角田氏:パーソルが開催する無料セミナーに参加し、個別相談の場で社員教育プログラムの提案を受けました。本社の理解と協力も得られ、実施することに決めました。パーソルとはかねてから人材採用でお付き合いがありました。当社が求める日本語が堪能で業界に精通した方、そして少人数の組織でマルチに活躍いただける方といった要望に応えて、人材をご紹介いただいていました。
杉岡氏:本社としては全面的に協力する考えでした。海外の現地法人は地域性や成長度合いなどが異なり、抱えている課題もさまざまであり、グローバル一律での社員教育にはどうしても限界があります。グローバル企業としての統制はもちろん重要ですが、地域ごとに最適な教育プログラムを自発的に実施する意義は高いものがあると思います。
角田氏:管理職の約10名を対象とした、リーダーシップと部下の指導を学ぶ能力開発トレーニングです。実施前にDISC分析*を行い、各人の性格や期待される役割などを見える化した上で、その傾向を基に人材育成および部下のフォローと管理の「指導」、問題分析と解決の「改善」、部門外とのコミュニケーションの「関係」、業務内容の配分と責任、会社貢献の「業績」の4つのカリキュラムを2か月ずつ、約半年間かけて学んでもらっています。
*DISC分析:性格診断検査で広く用いられている手法。DISC性格類型検査により従業員が自分自身を理解し、自身の行動、社内コミュニケーションやパフォーマンス、リーダーシップスタイルの改善などに用いられる。
角田氏:前述の通り台湾は離職率が高い地域です。当社はお付き合いする業界も幅広く、少数精鋭ですので離職されると非常に大きなダメージとなります。さらに我々の事業ではお客様に寄り添い、声を拾い上げて提案していくために必要な幅広い知識を身に着けることはもちろん、お客様と将来に渡ってよりよいパートナーシップを築くための提案力も求められます。そこでまずは各ポジションのキーマンとなる次世代のリーダーを育成することで、組織全体のパフォーマンスを高め、維持向上することが狙いでした。
角田氏:参加者も当初は日々の多忙な業務に追われる中、長時間拘束されることに疑問を抱く部分もあったと思うのですが、いざ受講すると非常に前向きに参加してくれました。講師の方の人柄もあり、明るい雰囲気で取り組めるのは外部研修ならではの良さと感じました。
角田氏:今回の取り組みは本社が理解を示し、全面的に協力してくれたことが非常にありがたかったです。こういった研修で目標達成の意識であるとか、考え方のメソッドを学ぶことで組織としての共通理解が生まれ、拠点内だけでなく本社の開発部門との間など、組織内のさまざまな意思疎通がスムーズになる期待があります。また、外部研修を行うことが初めてでしたが、社員に対するインパクト効果はあったように思います。社員にも自分に投資してくれることで、会社から期待されていることが伝わったのではないでしょうか。まずは今回の研修でどのような成果が出るのか、しっかり検証してからではありますが、今後は他のポジションの社員にも展開していければと考えています。

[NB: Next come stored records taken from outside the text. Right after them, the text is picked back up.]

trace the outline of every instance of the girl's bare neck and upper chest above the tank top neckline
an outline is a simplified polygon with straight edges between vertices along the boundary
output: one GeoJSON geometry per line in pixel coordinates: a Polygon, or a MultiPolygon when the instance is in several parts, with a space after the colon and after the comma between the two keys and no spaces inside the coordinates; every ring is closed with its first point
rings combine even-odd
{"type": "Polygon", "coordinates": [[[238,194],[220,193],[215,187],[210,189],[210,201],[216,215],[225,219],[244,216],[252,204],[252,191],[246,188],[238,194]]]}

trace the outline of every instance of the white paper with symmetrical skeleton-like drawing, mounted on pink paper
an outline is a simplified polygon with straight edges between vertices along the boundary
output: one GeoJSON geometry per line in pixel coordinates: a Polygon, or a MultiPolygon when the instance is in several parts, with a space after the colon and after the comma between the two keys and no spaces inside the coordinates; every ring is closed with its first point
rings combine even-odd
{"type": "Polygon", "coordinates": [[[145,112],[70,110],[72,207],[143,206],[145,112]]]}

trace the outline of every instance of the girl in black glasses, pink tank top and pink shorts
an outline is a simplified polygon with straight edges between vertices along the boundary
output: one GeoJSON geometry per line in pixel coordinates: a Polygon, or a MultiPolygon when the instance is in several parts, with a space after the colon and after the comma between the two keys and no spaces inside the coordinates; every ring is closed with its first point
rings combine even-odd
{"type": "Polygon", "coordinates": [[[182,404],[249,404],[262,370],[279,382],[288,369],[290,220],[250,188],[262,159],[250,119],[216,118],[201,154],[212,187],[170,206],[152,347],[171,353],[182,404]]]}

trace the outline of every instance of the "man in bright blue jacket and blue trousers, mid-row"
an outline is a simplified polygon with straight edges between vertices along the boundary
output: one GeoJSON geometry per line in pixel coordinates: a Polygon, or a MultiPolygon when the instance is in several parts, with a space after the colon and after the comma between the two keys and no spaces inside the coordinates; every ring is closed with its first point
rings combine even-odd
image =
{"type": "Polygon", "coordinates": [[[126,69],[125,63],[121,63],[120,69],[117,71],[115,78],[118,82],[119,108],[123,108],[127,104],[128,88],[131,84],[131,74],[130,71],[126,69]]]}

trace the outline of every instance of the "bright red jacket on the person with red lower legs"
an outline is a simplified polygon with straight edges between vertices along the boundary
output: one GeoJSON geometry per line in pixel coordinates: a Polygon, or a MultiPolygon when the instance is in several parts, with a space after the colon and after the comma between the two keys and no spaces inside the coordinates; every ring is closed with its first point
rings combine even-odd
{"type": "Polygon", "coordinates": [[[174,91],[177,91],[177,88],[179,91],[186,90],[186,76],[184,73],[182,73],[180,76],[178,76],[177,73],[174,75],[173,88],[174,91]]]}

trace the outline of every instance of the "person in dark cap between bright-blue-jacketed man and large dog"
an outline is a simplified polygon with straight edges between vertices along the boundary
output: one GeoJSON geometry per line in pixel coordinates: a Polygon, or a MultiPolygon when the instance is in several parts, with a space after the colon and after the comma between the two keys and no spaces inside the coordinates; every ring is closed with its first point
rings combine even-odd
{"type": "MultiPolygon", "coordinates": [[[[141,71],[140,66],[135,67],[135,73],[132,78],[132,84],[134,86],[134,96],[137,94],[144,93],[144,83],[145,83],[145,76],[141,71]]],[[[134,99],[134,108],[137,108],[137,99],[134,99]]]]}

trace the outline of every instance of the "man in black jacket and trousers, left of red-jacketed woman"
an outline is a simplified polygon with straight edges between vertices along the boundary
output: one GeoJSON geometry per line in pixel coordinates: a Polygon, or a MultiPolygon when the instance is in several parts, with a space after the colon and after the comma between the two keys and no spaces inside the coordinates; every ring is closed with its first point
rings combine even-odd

杉岡氏:当社としては今回の台湾での取り組みを、他の拠点にも横展開したいと考えています。当社では海外拠点と本社側の人員が集う国際会議の開催など、グローバルで同じ方向を向いて事業を推進するためのさまざまな取り組みを行っていますが、海外拠点にはやはり現地でしかわからない事情がたくさんあります。そのため、本社からの押し付けではなく、自発的な取り組みを大事にしていきたい。パーソルにはこれからも、人数や成長度合いなど各現地法人のさまざまな事情に最適な、人材の採用と育成についての総合的な提案に期待しています。